Quand quelque chose ne marche pas ou que vous souhaitiez analyser ses failles, votre cerveau veut paniquer et “cliquer partout”. Avec les 7 couches OSI, vous pouvez au contraire remonter calmement :
- Est-ce que je suis connecté ?
- Est-ce que le réseau local fonctionne ?
- Est-ce que j’ai une IP ?
- Est-ce que le DNS répond ?
- Est-ce que le port est ouvert ?
- Est-ce que le navigateur bloque ?
- Est-ce que l’application renvoie une erreur ?
Et là, vous commencez à réfléchir comme un vrai pro.
Le Modèle OSI, votre anti-panique réseau
Au début, le Modèle OSI peut donner l’impression d’être un concept scolaire, un peu théorique, presque “inutile”. Pourtant, c’est exactement l’inverse.
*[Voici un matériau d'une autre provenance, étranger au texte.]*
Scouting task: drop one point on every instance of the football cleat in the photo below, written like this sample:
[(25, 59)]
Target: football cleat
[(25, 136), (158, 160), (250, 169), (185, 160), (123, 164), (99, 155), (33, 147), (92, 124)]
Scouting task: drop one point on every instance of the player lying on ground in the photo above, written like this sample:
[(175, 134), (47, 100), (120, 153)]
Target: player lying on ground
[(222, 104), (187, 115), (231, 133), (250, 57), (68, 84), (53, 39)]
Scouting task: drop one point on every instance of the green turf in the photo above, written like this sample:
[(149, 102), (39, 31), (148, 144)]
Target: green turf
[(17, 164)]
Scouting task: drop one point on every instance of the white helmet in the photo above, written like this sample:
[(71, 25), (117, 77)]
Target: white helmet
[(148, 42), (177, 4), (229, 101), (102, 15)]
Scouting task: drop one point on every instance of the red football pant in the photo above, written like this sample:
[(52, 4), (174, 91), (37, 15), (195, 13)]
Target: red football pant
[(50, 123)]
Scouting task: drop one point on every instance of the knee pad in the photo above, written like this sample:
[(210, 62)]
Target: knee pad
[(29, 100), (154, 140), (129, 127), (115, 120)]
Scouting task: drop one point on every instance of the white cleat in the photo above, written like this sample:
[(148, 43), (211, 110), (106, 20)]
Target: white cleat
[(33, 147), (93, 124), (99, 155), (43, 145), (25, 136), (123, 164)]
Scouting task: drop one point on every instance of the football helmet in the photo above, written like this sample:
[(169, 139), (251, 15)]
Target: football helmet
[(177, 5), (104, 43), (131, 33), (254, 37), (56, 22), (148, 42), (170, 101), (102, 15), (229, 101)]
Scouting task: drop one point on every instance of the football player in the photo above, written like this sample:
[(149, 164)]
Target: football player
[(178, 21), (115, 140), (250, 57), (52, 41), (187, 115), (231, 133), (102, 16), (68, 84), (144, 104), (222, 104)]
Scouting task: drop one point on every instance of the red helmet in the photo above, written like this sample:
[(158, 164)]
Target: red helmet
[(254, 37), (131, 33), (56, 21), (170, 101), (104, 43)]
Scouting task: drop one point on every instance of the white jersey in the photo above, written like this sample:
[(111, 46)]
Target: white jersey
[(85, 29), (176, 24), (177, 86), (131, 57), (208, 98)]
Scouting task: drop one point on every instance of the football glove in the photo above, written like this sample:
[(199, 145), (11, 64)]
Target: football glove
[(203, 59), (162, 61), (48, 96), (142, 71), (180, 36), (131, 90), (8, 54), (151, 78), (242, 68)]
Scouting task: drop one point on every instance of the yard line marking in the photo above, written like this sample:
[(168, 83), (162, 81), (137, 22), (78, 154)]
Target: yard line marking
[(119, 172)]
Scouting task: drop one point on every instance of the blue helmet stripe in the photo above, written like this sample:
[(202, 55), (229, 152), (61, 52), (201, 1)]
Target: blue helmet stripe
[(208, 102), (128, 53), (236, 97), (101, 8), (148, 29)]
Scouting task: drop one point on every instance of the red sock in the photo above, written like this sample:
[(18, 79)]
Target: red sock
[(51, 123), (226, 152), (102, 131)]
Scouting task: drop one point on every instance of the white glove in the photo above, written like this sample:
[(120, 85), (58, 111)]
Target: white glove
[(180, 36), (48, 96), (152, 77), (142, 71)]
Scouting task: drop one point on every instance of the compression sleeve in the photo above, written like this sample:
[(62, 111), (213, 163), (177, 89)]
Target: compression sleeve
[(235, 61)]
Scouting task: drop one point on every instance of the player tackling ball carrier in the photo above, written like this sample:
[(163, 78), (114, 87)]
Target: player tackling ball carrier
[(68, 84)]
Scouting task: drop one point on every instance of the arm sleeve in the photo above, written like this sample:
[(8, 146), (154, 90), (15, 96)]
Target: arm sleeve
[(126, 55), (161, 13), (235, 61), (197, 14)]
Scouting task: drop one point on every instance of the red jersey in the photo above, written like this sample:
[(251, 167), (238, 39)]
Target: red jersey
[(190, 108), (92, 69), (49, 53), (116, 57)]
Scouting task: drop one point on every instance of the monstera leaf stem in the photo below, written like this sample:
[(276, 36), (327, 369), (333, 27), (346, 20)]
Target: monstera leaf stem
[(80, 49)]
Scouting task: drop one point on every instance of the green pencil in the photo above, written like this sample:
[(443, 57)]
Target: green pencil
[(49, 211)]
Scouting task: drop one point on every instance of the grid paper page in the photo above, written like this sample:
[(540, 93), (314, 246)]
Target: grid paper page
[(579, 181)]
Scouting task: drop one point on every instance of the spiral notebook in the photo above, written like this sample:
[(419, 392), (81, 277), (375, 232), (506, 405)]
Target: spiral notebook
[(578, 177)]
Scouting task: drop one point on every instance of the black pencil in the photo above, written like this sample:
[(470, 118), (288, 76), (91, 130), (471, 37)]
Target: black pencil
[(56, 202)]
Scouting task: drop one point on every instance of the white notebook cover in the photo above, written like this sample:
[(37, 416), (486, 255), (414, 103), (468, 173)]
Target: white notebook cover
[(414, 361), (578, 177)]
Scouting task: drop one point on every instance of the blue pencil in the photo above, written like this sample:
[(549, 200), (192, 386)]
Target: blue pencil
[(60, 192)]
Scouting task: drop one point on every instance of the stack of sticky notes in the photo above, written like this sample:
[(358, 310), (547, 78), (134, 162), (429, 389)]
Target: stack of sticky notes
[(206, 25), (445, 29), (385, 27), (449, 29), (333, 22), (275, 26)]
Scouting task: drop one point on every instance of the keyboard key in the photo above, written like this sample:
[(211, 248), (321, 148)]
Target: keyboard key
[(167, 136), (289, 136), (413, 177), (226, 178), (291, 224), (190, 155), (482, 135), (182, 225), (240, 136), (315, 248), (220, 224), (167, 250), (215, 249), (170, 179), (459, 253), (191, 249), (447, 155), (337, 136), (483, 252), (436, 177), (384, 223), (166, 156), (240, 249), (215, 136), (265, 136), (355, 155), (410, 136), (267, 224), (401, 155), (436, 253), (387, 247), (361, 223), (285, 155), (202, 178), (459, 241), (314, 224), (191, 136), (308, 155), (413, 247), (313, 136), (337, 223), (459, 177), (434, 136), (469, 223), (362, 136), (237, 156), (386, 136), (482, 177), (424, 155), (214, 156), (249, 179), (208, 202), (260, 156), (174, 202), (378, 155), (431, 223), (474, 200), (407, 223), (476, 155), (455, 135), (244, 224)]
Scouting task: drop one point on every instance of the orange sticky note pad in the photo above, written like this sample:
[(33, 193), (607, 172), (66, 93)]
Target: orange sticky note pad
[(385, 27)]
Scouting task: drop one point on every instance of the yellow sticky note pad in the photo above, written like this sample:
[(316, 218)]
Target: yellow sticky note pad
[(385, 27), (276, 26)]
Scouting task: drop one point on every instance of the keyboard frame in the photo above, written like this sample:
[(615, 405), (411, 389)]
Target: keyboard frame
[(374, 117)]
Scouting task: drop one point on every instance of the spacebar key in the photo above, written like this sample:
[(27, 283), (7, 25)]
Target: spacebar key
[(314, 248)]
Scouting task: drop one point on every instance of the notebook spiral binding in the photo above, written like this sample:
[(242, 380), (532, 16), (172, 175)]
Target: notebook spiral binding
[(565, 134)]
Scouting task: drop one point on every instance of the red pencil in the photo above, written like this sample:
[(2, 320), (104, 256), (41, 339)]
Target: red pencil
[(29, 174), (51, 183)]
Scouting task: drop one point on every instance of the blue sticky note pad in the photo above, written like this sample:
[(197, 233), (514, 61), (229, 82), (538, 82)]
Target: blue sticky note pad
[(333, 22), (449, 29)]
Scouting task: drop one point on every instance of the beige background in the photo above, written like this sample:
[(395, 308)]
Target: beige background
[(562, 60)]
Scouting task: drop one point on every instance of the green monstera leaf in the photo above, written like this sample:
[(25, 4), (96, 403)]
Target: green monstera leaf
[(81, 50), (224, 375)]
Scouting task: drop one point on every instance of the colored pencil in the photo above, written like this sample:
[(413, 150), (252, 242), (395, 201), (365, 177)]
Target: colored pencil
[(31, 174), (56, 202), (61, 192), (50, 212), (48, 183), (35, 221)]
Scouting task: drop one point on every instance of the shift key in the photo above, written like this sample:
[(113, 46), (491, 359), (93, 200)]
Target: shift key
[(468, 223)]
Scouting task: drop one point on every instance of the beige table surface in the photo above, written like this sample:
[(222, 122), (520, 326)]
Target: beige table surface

C’est un outil simple qui vous apprend à penser correctement face à un réseau, et ça… ça vaut de l’or.
Le plus beau dans l’histoire, c’est qu’une fois que vous avez intégré les 7 couches OSI, tout le reste devient plus facile. Les mots comme “TCP”, “DNS”, “HTTPS”, “port 443” ou “certificat SSL” ne sont plus des mots intimidants. Ils deviennent des pièces d’un puzzle logique.
Si vous continuez à apprendre le réseau, la cybersécurité ou même le développement web, le Modèle OSI restera toujours là, comme un plan de métro. Vous ne connaissez pas forcément toutes les stations par cœur, mais vous savez comment vous repérer, et surtout comment arriver à destination sans tourner en rond.